Deepa Mehta (Canada/United Kingdom, Gala Presentations)
Sunday, September 9, 6:30 p.m.
Roy Thomson Hall (60 Simcoe Street)
Monday, September 10, 9 a.m.
TIFF Bell Lightbox 2 (350 King Street West)
To describe Deepa Mehta’s rich, multigenerational love letter to India as epic may still be an understatement. Adapting the lengthy Salman Rushdie novel—work done in part by Rushdie himself, in his first feature screenplay—proves to have its hurdles, yet the film emerges as a vibrant fairy tale of fantastical proportions.
A sense of the scale: we begin with our main character’s grandfather, before learning the particulars of how Saleem Sinai (Satya Bhabha) came into existence, on the exact date of India’s independence from British colonialism. A pauper’s child, Saleem was switched at birth with Shiva (Siddarth), the son of a wealthy family, who would naturally become his rival throughout life.

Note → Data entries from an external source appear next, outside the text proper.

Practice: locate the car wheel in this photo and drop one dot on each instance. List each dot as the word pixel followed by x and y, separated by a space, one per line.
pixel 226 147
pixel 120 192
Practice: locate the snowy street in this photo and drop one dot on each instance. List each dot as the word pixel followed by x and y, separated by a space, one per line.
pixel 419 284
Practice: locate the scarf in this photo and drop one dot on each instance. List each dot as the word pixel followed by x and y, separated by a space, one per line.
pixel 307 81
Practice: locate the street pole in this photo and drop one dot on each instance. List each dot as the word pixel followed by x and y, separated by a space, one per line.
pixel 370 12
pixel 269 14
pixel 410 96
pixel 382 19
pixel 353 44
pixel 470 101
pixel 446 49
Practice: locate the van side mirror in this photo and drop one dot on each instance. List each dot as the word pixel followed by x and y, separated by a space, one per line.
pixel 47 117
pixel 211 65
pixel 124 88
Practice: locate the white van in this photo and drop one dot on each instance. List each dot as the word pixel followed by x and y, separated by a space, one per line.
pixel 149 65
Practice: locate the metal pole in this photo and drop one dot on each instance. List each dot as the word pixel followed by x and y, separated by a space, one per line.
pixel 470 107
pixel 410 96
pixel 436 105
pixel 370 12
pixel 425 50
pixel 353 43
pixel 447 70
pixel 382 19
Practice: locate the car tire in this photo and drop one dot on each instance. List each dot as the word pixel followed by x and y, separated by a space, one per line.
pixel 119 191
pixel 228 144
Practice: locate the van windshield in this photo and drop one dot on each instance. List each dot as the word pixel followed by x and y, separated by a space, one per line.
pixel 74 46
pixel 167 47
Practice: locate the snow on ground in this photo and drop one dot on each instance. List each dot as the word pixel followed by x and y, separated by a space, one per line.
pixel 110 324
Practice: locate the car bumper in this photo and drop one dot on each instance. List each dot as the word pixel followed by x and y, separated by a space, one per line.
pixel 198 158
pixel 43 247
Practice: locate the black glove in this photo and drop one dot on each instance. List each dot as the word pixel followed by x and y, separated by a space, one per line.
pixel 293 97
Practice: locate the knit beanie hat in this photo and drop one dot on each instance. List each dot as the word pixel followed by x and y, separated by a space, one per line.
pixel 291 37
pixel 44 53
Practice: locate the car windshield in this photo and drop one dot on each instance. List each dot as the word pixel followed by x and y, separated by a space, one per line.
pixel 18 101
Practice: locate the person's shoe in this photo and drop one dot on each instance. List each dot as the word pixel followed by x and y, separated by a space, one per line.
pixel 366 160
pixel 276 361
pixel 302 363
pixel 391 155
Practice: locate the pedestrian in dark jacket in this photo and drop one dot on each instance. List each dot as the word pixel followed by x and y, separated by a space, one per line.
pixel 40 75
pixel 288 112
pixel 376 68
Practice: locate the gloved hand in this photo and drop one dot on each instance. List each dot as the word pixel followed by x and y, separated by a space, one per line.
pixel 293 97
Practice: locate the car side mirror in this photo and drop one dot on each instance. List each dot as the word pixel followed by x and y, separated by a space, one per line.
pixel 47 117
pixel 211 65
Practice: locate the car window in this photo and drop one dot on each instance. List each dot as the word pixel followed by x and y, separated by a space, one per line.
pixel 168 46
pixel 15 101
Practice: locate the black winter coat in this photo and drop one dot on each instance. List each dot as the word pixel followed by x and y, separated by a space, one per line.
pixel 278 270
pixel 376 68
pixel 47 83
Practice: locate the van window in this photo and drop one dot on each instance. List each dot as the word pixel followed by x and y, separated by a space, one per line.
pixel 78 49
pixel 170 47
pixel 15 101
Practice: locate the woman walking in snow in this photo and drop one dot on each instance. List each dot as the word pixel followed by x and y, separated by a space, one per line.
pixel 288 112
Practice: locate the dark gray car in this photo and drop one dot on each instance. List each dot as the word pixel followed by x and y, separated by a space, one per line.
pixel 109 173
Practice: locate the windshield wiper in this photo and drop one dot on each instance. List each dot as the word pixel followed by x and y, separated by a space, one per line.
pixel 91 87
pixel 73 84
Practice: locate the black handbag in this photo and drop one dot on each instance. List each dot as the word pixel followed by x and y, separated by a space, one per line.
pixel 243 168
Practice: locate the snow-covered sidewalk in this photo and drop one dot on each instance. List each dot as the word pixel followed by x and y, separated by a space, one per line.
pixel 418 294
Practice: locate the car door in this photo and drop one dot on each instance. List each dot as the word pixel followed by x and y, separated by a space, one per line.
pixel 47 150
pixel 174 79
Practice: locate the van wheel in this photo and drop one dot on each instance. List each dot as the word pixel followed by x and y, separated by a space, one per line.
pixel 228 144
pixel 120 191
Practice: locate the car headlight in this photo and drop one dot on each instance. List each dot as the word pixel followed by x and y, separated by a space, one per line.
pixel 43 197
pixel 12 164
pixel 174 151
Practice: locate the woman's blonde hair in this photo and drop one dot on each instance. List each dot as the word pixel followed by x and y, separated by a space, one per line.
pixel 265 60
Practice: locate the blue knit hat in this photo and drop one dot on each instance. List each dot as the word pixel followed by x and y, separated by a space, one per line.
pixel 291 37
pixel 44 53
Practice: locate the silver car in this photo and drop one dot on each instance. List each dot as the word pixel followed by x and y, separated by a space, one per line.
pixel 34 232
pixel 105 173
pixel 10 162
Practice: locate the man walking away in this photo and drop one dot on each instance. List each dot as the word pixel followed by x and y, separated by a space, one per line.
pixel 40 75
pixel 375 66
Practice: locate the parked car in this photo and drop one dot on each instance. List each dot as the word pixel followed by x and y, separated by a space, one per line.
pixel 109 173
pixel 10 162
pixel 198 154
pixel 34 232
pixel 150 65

All of the children born around midnight that night find themselves endowed with special powers. Saleem’s is the ability to bring them all together with his nose. Somehow, Mehta creates a tone whereby that revelation isn’t quite as jarring and strange as it sounds.

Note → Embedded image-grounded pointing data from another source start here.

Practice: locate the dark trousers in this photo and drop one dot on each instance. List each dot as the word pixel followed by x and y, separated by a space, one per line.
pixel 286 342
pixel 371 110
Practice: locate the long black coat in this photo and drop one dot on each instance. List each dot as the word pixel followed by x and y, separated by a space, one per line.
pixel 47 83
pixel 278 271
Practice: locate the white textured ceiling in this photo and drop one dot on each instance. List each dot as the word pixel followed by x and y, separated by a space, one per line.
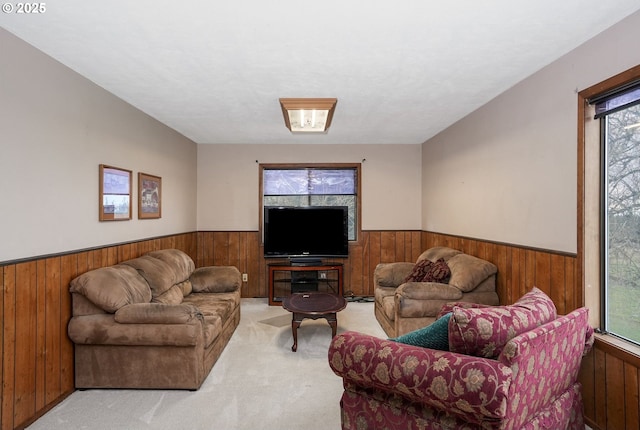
pixel 402 70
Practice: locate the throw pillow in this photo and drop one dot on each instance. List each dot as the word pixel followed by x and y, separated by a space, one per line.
pixel 484 332
pixel 419 271
pixel 438 272
pixel 433 336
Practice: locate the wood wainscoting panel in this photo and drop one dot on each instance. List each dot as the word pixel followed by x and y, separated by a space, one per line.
pixel 521 268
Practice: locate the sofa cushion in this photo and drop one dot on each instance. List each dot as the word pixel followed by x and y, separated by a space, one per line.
pixel 156 313
pixel 438 272
pixel 433 336
pixel 177 260
pixel 158 274
pixel 391 274
pixel 173 296
pixel 215 279
pixel 112 287
pixel 484 332
pixel 438 252
pixel 467 271
pixel 419 271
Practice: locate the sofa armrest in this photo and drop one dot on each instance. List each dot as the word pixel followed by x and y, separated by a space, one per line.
pixel 157 313
pixel 391 274
pixel 471 387
pixel 216 279
pixel 448 308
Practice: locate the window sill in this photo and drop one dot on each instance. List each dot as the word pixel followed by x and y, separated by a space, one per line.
pixel 619 348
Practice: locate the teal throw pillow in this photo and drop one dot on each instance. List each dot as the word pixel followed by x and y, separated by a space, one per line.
pixel 433 336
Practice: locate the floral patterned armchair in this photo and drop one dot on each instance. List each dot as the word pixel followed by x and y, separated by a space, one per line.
pixel 522 374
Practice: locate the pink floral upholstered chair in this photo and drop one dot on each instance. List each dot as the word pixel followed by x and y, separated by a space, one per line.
pixel 503 367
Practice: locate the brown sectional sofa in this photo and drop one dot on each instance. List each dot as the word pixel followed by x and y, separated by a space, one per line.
pixel 152 322
pixel 401 307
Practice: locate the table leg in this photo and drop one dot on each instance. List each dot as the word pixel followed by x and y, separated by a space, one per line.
pixel 294 329
pixel 332 319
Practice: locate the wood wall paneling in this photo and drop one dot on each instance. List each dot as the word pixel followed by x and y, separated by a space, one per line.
pixel 35 307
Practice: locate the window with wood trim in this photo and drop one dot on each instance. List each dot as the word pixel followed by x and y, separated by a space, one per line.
pixel 299 185
pixel 611 208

The story unfolds over several decades, introducing a whole mess of characters and plot threads that, while overwhelming, never confuse or veer too far to the tangential. Yes, there are segments that are less absorbing than others (likely a natural consequence of attempting to trim down your own book), but they hardly detract from the achievements on display. Mehta reaffirms her status of one of Canada’s preeminent filmmakers by tackling an exhaustingly ambitious project, in which one man’s tumultuous life reflects his country’s.